Jean graduated from Miami High in the mid 1930s and set out to find a job during the still dark days of the Great Depression. She immediately went to work full time in a parent's dress shop. Then, in a moment of destiny, an employee of Fleischer's Studio happened to walk in the shop and noticed Jean's drawings of flowers, animals and her intriguing cartoon characters.
Fleischer Studios was founded in 1921 in New York City by brothers Max and Dave Fleischer.
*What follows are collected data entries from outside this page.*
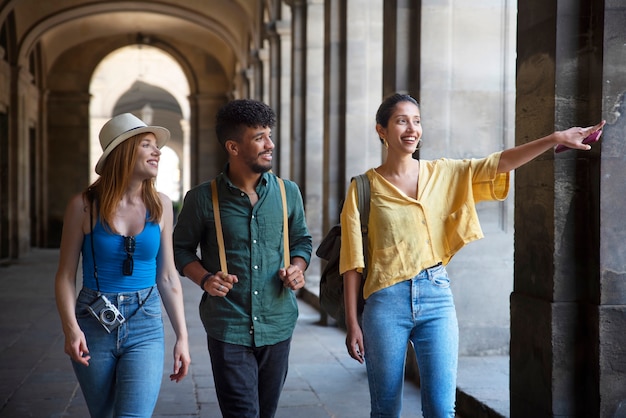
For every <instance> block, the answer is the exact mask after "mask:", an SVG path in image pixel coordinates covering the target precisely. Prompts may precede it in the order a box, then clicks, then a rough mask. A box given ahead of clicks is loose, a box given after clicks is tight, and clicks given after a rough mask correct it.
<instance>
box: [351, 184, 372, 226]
mask: <svg viewBox="0 0 626 418" xmlns="http://www.w3.org/2000/svg"><path fill="white" fill-rule="evenodd" d="M352 179H353V180H354V181H356V190H357V197H358V204H359V213H360V214H361V233H362V234H363V236H366V235H367V232H368V231H367V223H368V222H369V218H370V180H369V179H368V178H367V174H365V173H364V174H359V175H358V176H354V177H352Z"/></svg>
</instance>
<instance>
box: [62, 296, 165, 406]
mask: <svg viewBox="0 0 626 418" xmlns="http://www.w3.org/2000/svg"><path fill="white" fill-rule="evenodd" d="M149 292H150V288H148V289H142V290H140V291H137V292H128V293H104V295H105V296H106V297H107V298H108V299H109V300H110V301H111V303H113V304H114V305H116V306H117V308H118V310H119V311H120V312H121V313H122V315H124V317H126V318H128V319H127V320H126V322H124V323H123V324H122V325H120V326H119V327H118V328H117V329H116V330H114V331H113V332H111V333H110V334H109V333H107V331H106V330H105V329H104V328H103V327H102V325H101V324H100V323H99V322H98V321H97V320H96V318H94V317H93V316H92V315H91V314H90V313H89V312H88V310H87V306H88V305H90V304H91V303H93V301H94V300H95V299H96V296H97V293H96V292H95V291H94V290H91V289H87V288H83V289H82V290H81V291H80V294H79V295H78V300H77V303H76V317H77V319H78V323H79V325H80V327H81V329H82V330H83V332H84V333H85V337H86V339H87V347H88V348H89V355H90V356H91V359H90V360H89V366H87V367H85V366H83V365H81V364H78V363H76V362H72V365H73V366H74V372H75V373H76V377H77V378H78V382H79V383H80V388H81V390H82V392H83V396H84V397H85V401H86V403H87V407H88V408H89V413H90V415H91V416H92V417H93V418H101V417H102V418H104V417H107V418H108V417H144V418H149V417H151V416H152V412H153V410H154V407H155V405H156V401H157V398H158V395H159V389H160V387H161V379H162V377H163V356H164V336H163V320H162V317H161V297H160V296H159V292H158V290H157V289H156V286H155V287H154V290H153V291H152V294H151V295H150V297H149V298H148V299H147V300H146V302H145V303H144V305H143V306H141V307H140V306H139V305H140V301H143V300H145V299H146V296H147V295H148V293H149ZM134 312H136V313H134ZM131 315H132V316H131Z"/></svg>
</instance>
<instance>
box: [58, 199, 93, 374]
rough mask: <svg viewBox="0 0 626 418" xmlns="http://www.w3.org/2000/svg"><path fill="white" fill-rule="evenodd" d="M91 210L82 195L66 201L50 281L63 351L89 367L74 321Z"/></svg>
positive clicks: (73, 357) (79, 333) (84, 336)
mask: <svg viewBox="0 0 626 418" xmlns="http://www.w3.org/2000/svg"><path fill="white" fill-rule="evenodd" d="M90 214H91V211H90V210H89V208H88V207H87V205H86V203H85V201H84V199H83V196H82V194H79V195H76V196H74V197H73V198H72V199H70V201H69V203H68V205H67V208H66V210H65V215H64V218H63V232H62V235H61V250H60V254H59V265H58V267H57V272H56V276H55V279H54V292H55V298H56V305H57V310H58V311H59V316H60V317H61V325H62V327H63V333H64V334H65V352H66V353H67V354H68V355H69V356H70V357H71V358H72V360H74V361H76V362H78V363H81V364H83V365H85V366H88V365H89V358H90V357H89V355H88V354H89V349H88V348H87V341H86V339H85V334H83V331H82V330H81V329H80V326H79V325H78V321H77V320H76V313H75V309H76V271H77V269H78V261H79V259H80V252H81V249H82V245H83V239H84V237H85V234H84V231H83V224H84V222H85V219H89V218H88V216H90Z"/></svg>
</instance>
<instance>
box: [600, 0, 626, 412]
mask: <svg viewBox="0 0 626 418" xmlns="http://www.w3.org/2000/svg"><path fill="white" fill-rule="evenodd" d="M600 4H602V2H598V5H596V4H595V2H594V9H593V10H594V19H595V20H598V21H601V20H604V28H603V45H601V48H602V67H601V71H602V85H601V86H598V89H597V90H598V91H597V92H598V94H599V93H600V91H601V92H602V96H601V97H602V99H603V100H604V102H603V109H602V114H603V115H605V116H604V117H605V118H606V119H607V123H608V124H607V126H606V127H605V129H604V134H603V139H602V143H601V150H602V152H601V154H600V172H599V175H598V177H597V178H598V180H599V182H600V204H599V206H600V208H599V209H600V212H599V219H597V220H596V221H595V222H594V224H595V225H598V226H599V231H598V235H599V239H600V246H599V251H600V254H599V264H600V265H599V275H600V277H599V279H600V283H599V289H600V306H599V321H598V340H597V343H598V345H599V346H598V349H597V352H594V354H596V355H597V356H598V359H599V367H598V376H599V379H600V382H599V387H598V388H597V389H596V390H597V391H598V392H599V393H600V414H599V416H601V417H616V418H617V417H624V416H626V333H625V332H624V330H626V245H625V244H624V243H625V242H626V227H624V208H626V186H624V182H623V181H622V180H621V179H624V178H626V141H625V140H626V73H625V72H624V69H625V68H626V51H625V48H624V45H626V25H625V24H624V23H625V22H626V6H625V5H624V2H623V1H617V0H613V1H606V2H604V4H605V9H604V11H603V12H604V14H603V15H602V14H601V13H600V11H601V9H600ZM597 69H598V70H600V65H599V64H598V68H597Z"/></svg>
While Walt Disney concentrated on human-like animal cartoon characters, the Fleischers took the lead in developing human ones.
In 1938, The Fleischers established a studio in what was a swampy farm outside of downtown Miami. The building, while still in existence, is now occupied by the Miami Police Department.
Jean was eventually hired by the Fleischers. As an opaquer, Jean was required to produce 1440 cartoon cells for every minute of film. Jean and her colleagues filled in spaces and traced the cartoonists drawings when required.
"I used to do some drawings, silly things - flowers, animals, cartoon characters,'' Karaty said. "My mother had a dress shop down on Flagler Street and one of the women who worked there told me to get on the bus and go down to the studio. They took one look at the drawings and said to come in to work. I stayed with them for five years."
"It was the lowest job you could have,'' fellow co-worker Jeanette Simon said. "It was tedious because you had to be so careful, staying exactly in the lines. But the pay was good - I was getting $30 a week. In those days, that was a lot of money,'' Simon told the Miami Herald.
"When we were working on Gulliver's Travels, there were some weeks when we'd stay until 11:00 o'clock at night four days a week,'' said Celido Rodriguez, who worked with Jean Karaty. ``But we were all young and able to do that.''
"I felt very important that I worked there,'' Simon told Nicholas Spangler of the Miami Herald. "It seemed very glamorous.''
Karaty's work was shown in theaters in Miami, back home in Dublin and around the world. They are still being seen by people around the world today.``We used to go down to the Paramount Theater on Flagler Street to see the cartoons before the movie started,'' Karaty remembered. "You'd say, `I did that! I worked on that!' and the people around us would say `Shh!' They thought we were just a bunch of rowdies.''
By 1943, the Miami office was closed after high production costs and a struggle between the owners forced the business to move back to New York.
"On the last day they called me into the executive office and asked me if I would like to go,'' Karaty said. ``I was so excited. But my parents said, `You're not going,' and that was it. Families were stricter in those days.'' Jean herself turned down an offer to work for Disney Studios in Orlando.
Jean Karaty lived in the Miami area for the remainder of her days. Husband Michael Karaty owned and operated a Whiteway Service Station. He died thirty years before Jean.
Jean loved playing cards, especially poker at the local Moose Lodge. She frequently told the story of her trip to Las Vegas, when she found herself at the card table with comedian Red Foxx. Karaty outlasted the gravelly, foul mouthed star of "Sanford & Son," who wished her good luck upon his leaving the game.
And so, you now know the story of the little girl from Dublin who helped to bring the legendary comic characters of Popeye, Superman and Betty Boop to the Silver Screen.